We have built a robust and self-served data pipeline so anyone who wants their data to be stored in a secure way which is easily accessible (if you have the right credentials) can do so. It is also built assuming the person who stores the data is not necessarily a security ninja so all of the security concerns must be taken into account for them.

Our data pipeline architecture roughly looks like this:

Onfido’s data pipeline architecture

To ensure that data in transit is indeed secure, we needed to encrypt the data in client-side before logstash pushes it into S3. This seems like a reasonable, legitimate request and indeed it is. The only concern we had was that all of the existing logstash plugins for encrypting data (at the time of writing) were based on a static cipher key, which, although still hard to crack if using best practices, is not the same as using a dynamic key management service that can take all of the load in managing and storing the keys from us.

Our production systems are deployed in AWS, so it was only natural for us to choose AWS KMS.

This led us to to develop and recently open-source the logstash-filter-cipher_kms plugin. This plugin is a logstash filter plugin, written in Ruby, which can cipher and decipher any data being transferred through logstash using AWS KMS and all of its advantages. That way, as long as we have a well defined mechanism to control our keys creation, deletion and rotation, we can easily use a key alias which will always point to the current key in use.

With open-sourcing kept in mind while developing, we made sure our solution was as flexible as possible while still fitting to our purpose. For example, we allowed different authentication methods, to name a few:

  • Static AWS keys
  • AWS profile
  • Shared credentials files
  • Instance profile (mainly for continuous deployment purposes)
  • ECS credentials

In addition, we also made sure we’re using best practices in terms of security, so we consulted our security team and asked for continuous feedback as to whether we’re using all the high standards approaches. We’ve also allowed the following algorithms to be used:

  • AES 128 with CBC
  • AES 256 with CBC

As an additional precaution, we also added the option to use IV random length to make sure each record is encrypted in a unique way, and on top of that added the option to wrap the encoded record using base64 to make sure it’s easy to transport.

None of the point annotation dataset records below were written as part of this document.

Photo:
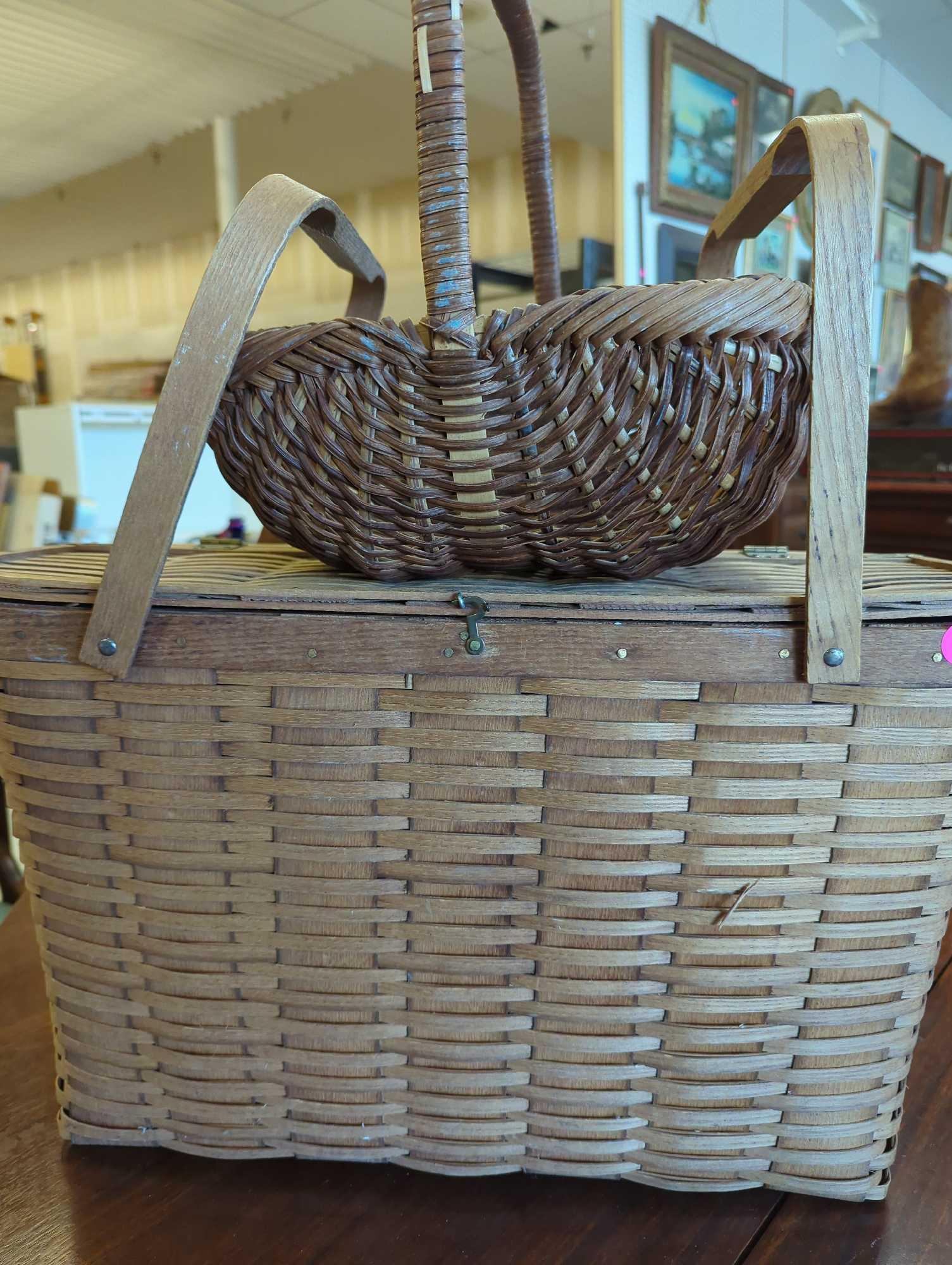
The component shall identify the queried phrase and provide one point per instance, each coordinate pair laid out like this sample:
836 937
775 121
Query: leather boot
923 395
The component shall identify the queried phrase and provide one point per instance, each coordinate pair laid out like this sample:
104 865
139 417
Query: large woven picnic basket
603 879
613 431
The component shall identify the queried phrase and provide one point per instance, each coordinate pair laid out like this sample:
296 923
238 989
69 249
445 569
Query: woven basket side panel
671 933
599 455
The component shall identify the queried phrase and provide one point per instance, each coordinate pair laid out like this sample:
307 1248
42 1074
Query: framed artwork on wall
932 197
700 108
772 108
947 219
895 250
901 174
877 127
771 250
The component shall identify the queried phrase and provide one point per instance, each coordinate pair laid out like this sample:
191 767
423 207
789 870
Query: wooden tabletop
66 1205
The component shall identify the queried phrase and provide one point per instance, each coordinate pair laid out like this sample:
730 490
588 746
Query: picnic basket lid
737 586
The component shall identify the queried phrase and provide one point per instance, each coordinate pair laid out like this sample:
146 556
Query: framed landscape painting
772 108
702 103
895 251
771 250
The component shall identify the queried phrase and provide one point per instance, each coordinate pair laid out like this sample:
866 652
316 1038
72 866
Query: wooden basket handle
213 335
442 161
833 151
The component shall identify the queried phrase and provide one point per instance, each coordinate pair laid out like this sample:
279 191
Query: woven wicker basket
615 431
316 882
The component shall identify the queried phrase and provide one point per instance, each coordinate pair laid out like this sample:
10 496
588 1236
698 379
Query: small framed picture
927 274
700 108
895 316
895 250
772 111
877 130
901 185
771 250
932 197
947 219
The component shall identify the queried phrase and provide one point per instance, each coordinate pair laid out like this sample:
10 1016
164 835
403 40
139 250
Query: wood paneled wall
132 305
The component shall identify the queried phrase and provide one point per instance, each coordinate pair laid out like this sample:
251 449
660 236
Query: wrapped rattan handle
833 151
516 17
214 331
442 161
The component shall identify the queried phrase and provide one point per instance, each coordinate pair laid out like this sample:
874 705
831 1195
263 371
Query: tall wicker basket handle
833 151
213 335
442 160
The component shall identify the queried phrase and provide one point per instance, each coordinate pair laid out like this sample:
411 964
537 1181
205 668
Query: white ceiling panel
88 83
915 39
85 84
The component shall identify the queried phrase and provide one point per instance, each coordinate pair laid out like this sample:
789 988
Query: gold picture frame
702 103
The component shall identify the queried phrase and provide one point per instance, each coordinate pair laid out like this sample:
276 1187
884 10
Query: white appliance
93 451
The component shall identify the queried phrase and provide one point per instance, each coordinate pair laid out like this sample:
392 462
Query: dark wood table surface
64 1205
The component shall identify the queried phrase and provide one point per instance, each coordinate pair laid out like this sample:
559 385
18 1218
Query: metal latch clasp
474 609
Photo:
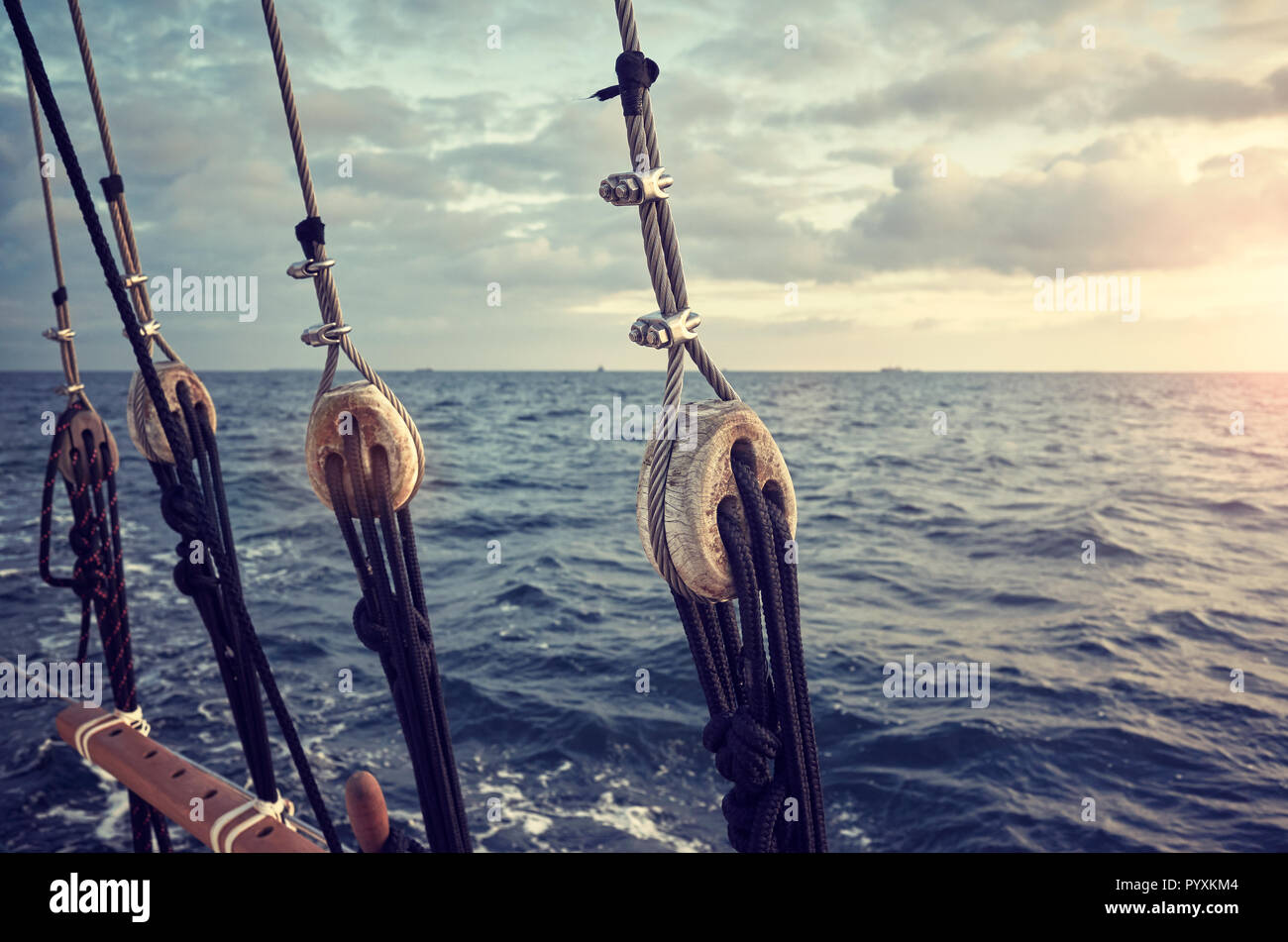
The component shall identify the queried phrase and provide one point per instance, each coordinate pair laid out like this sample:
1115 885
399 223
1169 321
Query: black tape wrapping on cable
761 728
635 75
310 233
222 605
391 620
98 580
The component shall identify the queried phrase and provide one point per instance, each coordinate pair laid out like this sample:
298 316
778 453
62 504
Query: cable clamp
146 330
308 267
635 189
661 331
325 335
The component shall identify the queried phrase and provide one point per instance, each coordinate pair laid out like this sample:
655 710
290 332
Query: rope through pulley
172 422
366 461
732 510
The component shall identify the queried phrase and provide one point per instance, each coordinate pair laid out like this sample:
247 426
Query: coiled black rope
214 585
391 620
98 579
761 730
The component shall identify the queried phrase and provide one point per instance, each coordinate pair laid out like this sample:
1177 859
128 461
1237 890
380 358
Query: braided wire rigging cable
761 728
98 577
391 620
63 334
662 255
314 250
219 600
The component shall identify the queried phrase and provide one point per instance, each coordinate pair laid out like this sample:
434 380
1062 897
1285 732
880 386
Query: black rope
391 620
98 577
214 584
761 728
635 73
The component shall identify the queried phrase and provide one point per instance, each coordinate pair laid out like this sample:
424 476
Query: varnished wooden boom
168 783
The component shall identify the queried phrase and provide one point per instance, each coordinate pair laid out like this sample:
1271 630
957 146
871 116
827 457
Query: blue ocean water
1108 680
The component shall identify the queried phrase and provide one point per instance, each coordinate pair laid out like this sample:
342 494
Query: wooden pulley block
699 477
73 437
150 440
361 408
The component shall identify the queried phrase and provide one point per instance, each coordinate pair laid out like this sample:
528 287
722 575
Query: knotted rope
220 603
760 728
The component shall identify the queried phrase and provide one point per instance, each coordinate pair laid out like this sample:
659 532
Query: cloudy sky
911 167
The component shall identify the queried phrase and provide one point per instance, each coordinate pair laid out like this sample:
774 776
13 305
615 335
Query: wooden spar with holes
168 783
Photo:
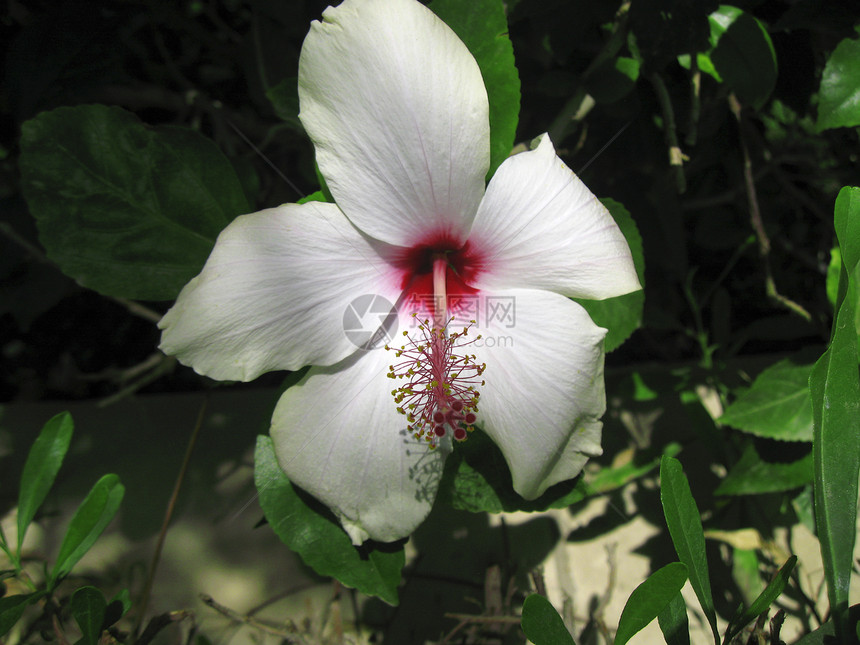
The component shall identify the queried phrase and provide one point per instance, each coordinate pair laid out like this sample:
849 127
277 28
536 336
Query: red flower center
464 263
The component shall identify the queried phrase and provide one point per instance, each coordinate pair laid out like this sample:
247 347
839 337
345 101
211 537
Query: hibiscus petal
544 392
397 110
540 227
274 292
338 436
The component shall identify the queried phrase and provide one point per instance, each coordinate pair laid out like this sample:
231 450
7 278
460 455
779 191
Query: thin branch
756 219
287 634
171 505
676 156
164 365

There are more features which we added and can be found on our GitHub repository for this project.

Using the approach described above, we not only ensured our data remains encrypted and secured while in transit, but also kept our data encrypted at rest on top of the server side encryption we’ve applied to our S3 bucket, thus providing two layers of security to our data.

To summarize, data is always a good thing to have, but you should always keep in mind that there’s someone out there just waiting for you to do one simple mistake that unknowingly will allow them to take advantage of that data, and that’s why you constantly need to make some room for security concerns to be applied to your overall solution.

--

--